This blog post will cover some part of this topic which seems to be the most painful and unpredictable situation: database corruption. They're mostly physical inconsistencies, associated with storage and raid controllers (physical devices), drivers, software controllers, etc.
Database corruptions can happen at any time due to many factors, but most of them caused by hardware issues. You should be prepared for it.
Of course this blog post is intended to help BASIS administrators or new DBAs starting with SQL Server. If you're already an experienced SQL Server DBA and is new to SAP, this blog has some useful information, but nothing that you haven't seen before I hope. If you're an "old sea dog" on SQL Server and SAP, then probably the content of this blog is irrelevant with redundant information that bothers you every day .
Identifying database corruptions:
I can say that 2 DBCC CHECKDB are enough, most of the times, to check the database consistency. 1 result against the database and a second result against either the same database on the same database server/instance after you clear the buffers (it may be only a transient corruption, but still a corruption!) or you restore the current database against a second server (preferable) or another instance on the same server and get the results to compare.
Make sure you read completely the SAP Note 142731 - DBCC checks of SQL Server.
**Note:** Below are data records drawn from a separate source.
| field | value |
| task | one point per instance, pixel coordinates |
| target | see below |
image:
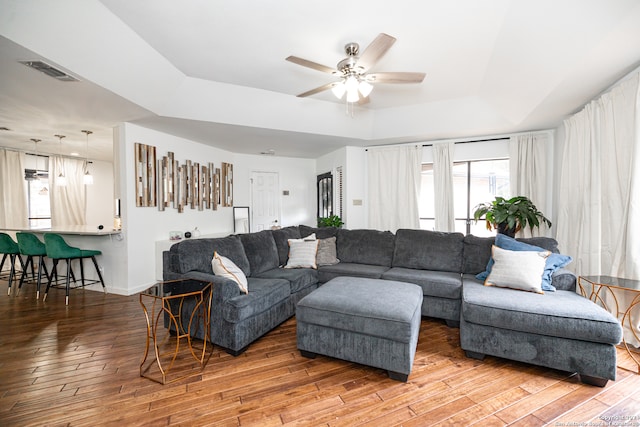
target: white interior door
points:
(265, 200)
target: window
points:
(474, 182)
(38, 198)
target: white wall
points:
(144, 226)
(100, 198)
(355, 188)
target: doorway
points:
(265, 200)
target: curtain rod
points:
(457, 142)
(475, 140)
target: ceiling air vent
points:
(49, 70)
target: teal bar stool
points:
(58, 249)
(31, 246)
(9, 248)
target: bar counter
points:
(110, 242)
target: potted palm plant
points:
(330, 221)
(509, 216)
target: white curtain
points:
(528, 174)
(68, 203)
(394, 187)
(599, 195)
(14, 211)
(443, 186)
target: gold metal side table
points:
(163, 303)
(608, 284)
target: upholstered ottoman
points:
(369, 321)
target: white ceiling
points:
(215, 71)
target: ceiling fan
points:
(355, 81)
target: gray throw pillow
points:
(327, 254)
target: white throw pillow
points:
(224, 267)
(302, 253)
(520, 270)
(311, 236)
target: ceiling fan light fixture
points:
(339, 90)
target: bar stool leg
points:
(81, 261)
(95, 263)
(68, 287)
(54, 273)
(12, 271)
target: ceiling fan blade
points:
(311, 64)
(376, 50)
(395, 77)
(317, 90)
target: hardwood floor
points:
(79, 365)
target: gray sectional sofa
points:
(559, 329)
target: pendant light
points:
(61, 180)
(88, 178)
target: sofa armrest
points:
(564, 280)
(223, 288)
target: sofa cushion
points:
(263, 295)
(281, 237)
(476, 253)
(328, 272)
(224, 267)
(299, 278)
(441, 284)
(365, 247)
(428, 250)
(261, 251)
(562, 314)
(196, 254)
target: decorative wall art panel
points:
(165, 182)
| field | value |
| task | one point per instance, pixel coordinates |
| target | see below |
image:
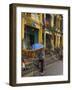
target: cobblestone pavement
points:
(52, 66)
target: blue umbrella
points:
(37, 46)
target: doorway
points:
(30, 36)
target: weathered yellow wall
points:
(22, 28)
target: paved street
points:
(52, 66)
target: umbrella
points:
(37, 46)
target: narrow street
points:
(52, 66)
Performing the first DBCC CHECKDB:
In the SQL Server Management Studio perform the command:
DBCC CHECKDB ('<SID>') with no_infomsgs;
Save the results for later analysis.
Re-validating the results:
When occurs a first access a database page, it's first stored in the data buffer of the SQL Server. Due to software bugs or defective RAM modules, a transient corruption may occur. When you invalidate the data cache, the database corruption can simply go away - but you shouldn't sit and forget about it! Always investigate the source of the corruption! For this it's necessary to have a second result to ensure that the database is really free of corruption or the corruption was transient. Or in the worst case, confirm a database corruption.
When you invalidate the data cache, the SQL Server will have to read all the data from the disks again. If you use a RAID system, some pages can be out of sync (RAID system mirror not identical). Due to optimization the reads are taken sometimes from the original and sometimes from the mirror. With this, the results of the DBCC CHECKDB can differ each time you execute it after you clear the data cache.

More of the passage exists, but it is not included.